Secondly, Giovanni listened and really heard Rose, about her needs to get the job done. And he believed her; his ego firmly stayed tucked away in deference to Rose’s expertise about her own impairment. Giovanni actively learnt much more from Rose than she learnt from him. There was no “we can’t” or “that is impossible,” instead there was “how can we” and “let’s figure it out,” the kind of creative problem solving skills that we disabled folk need non-disabled people to embody alongside us.
Through creativity and adaptability, this couple smashed it. They showed a trust in each other and a love for each other that was built on belonging. And for disabled people that is at the core of our longing - we want to feel that we, no matter our impairments or conditions, belong in every nook and cranny of society. If we want to fly, swim, teach, learn, grow and thrive, we want to feel that society will give us the space and opportunity to do so. If we want to dance we want to feel that society will give us the space and opportunity to do so - and that is exactly what Strictly and Giovanni did for Rose.

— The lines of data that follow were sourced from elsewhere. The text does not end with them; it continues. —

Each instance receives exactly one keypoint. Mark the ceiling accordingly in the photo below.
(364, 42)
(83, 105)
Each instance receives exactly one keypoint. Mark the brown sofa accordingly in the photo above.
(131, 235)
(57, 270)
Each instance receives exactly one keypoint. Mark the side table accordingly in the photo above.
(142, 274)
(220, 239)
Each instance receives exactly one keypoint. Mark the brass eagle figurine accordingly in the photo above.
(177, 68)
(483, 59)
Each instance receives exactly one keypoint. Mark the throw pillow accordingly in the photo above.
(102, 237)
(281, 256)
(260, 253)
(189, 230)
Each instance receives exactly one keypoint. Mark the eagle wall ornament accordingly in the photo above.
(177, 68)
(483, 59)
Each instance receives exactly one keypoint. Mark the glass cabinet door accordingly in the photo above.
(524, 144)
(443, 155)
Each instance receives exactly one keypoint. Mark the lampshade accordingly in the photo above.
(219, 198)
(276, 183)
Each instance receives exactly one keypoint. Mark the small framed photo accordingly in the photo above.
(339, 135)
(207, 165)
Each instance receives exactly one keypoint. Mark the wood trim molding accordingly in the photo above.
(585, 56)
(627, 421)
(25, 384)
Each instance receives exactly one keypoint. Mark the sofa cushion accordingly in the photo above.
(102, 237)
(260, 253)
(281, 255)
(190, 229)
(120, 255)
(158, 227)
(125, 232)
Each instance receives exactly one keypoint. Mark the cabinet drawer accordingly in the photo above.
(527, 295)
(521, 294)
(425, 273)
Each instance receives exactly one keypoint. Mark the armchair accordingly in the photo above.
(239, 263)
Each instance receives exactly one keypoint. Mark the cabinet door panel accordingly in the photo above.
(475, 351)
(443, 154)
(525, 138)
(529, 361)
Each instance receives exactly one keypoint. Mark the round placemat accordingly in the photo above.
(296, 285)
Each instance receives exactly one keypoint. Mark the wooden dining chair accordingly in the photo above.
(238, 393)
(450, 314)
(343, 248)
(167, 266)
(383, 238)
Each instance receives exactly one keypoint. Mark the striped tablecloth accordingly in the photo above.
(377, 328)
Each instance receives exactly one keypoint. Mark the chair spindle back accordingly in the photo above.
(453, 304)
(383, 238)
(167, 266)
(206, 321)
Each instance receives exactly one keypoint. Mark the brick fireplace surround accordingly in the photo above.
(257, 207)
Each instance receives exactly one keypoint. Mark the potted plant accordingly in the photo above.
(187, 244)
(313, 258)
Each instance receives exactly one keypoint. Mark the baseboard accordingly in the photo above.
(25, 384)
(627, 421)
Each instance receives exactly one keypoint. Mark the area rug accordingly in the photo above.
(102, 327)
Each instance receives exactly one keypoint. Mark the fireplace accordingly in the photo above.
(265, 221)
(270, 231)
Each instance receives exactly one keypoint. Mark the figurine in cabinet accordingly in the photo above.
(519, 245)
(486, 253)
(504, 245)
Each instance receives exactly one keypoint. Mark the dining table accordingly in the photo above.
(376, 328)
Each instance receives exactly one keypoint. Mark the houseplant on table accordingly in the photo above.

Disability is, more often than not, represented as a tragedy or as pitiable or as being a signifier of evil, yet on this TV show, that is seen globally, we have authentic, beautiful and joyful disability representation. We have seen what including disabled people in our lives, work places and communities can look like and I can't explain how empowering this is for me and the disabled community. To be given a chance to shine, a chance to step into our potential in a space that we want to be in, thrive in; that is where you will see disability authenticity burst through.
When I was a child I desperately wanted to be a ballerina. I obsessively watched The Nutcracker and dreamed that one day I could dance like that. My dance expressed itself in another way**- in the swimming pool and the Paralympics, where I had my own successes. But Rose has awoken that dream in me again - what will my next dance look like? I can see the possibility now… I know you will see me floating across the stage one day, whatever that stage may be. It is in this knowing that Rose has awoken the dreams of opportunity and possibility in the lives of many disabled children and adults all over the world.
And what about you? How are you going to step your allyship up? Just 48 hours after the final, Giovanni has showed his continuing commitment to allyship by announcing today that there will be British Sign Language interpreters provided for his forthcoming tour. He has adapted, learnt, and integrated that learning, so much so that it is now core to his very life. So I ask you, how can you make allyship and accessibility a core aspect of your life? How will you adapt the way that you do things to ensure that disabled people have access and inclusion? How will you listen and learn from the disabled people in your life and, like Giovanni, integrate it holistically into your work and community? How will you create a culture where disabled people feel they belong?
I am having a rest from the newsletter next Monday, like everyone, I am very tired after the strange and stressful year we have all had and I need a break. I will be back, however, on the 3rd of January 2022 - with a special offer for my subscribers - ohhhhhhhhhhhhhhhhh! So keep your eyes peeled for the 3rd.
In the meantime I want to thank you so much for all of your support and I want to wish you all a safe and happy holiday season and new year.
** It took a discussion with my friend Anj Handa to understand that my swimming career was my version of dancing at that point in my life. Thanks Anj for helping me see that.